Mais en mars, on m’a envoyé un refus par courrier. L’acte de naissance que j’ai fourni n’était pas correct. Mais là-bas, on n’a pas le même système de papiers ! » Heureusement, on lui a renouvelé son titre de séjour, valable jusqu’en mars 2011.

Sharif est déçu. Il a dû faire une croix sur son projet de passer quelques jours au pays, pour rendre visite à ses parents... « S’il m’arrive quelque chose là-bas, la France ne pourra rien faire pour moi », dit-il. Le président de son club, lui, est inquiet. Car Sharif s’est qualifié pour les demi-finales junior qui ont lieu le 1er mai. « Et derrière il y a un championnat d’Europe au mois de juin, explique Aïssa Maroufi. Déjà, le fait qu’il ait pu boxer sans aucun papier, ça a fait du
bruit. Alors là, cette fois-ci, faire un championnat d’Europe sans être français, je ne sais pas ce que ça va donner. »
Très entouré Sharif, toujours très entouré par son staff sportif, vit dans un studio prêté par une association d’aides aux jeunes adultes à Tourcoing. Il poursuit son rêve de devenir éducateur sportif... un rêve un peu contrarié par ce qu’il appelle « une mauvaise orientation ». Il suit en effet un CAP d’assistant technique en milieu familial et collectif,
où il passe « plus de temps en cuisine qu’à apprendre le français et les maths ».
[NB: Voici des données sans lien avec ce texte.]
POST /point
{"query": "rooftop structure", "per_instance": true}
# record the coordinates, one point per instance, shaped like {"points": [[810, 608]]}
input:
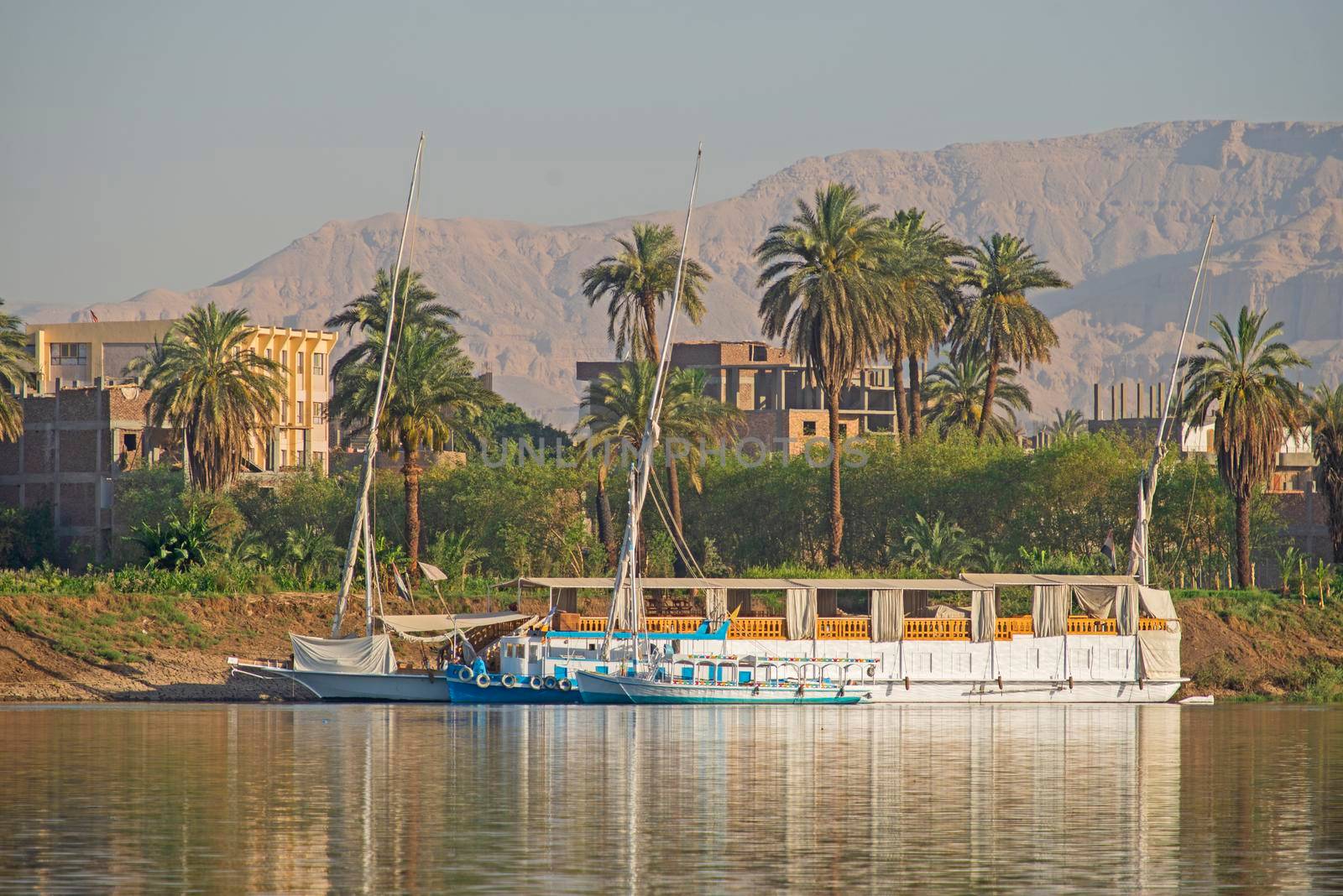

Conscient de son retard dans ces matières, il prend des cours pour adultes. Début avril, il a fait quelques essais réussis au pôle France de boxe française. Il espère l’intégrer à la rentrée, en parallèle à une formation d’éducateur sportif. Mais là encore, il se heurte à un problème : le coût est de 10 000 € par an. Aïssa Maroufi compte
bien aider son champion : « On cherche des subventions », indique-t-il.

Repères

Sharif Hassan Zadeh est né en Afghanistan. Avec ses parents, ses deux sœurs et son frère, il trouve refuge au Pakistan avant de partir seul, à 14 ans, destination l’Europe.
Lâché par son passeur à Lille, il est recueilli dans un foyer à Tourcoing. Par hasard, il intègre le Punch boxe française-savate tourquennois. Son président dit de lui « qu’il n’a pas été très bon tout de suite mais qu’il en voulait ». Tant et si bien qu’il devient en février 2009 le premier champion espoir français… sans papiers.
Il obtient dans la foulée un titre de séjour des mains du ministre de l’Immigration.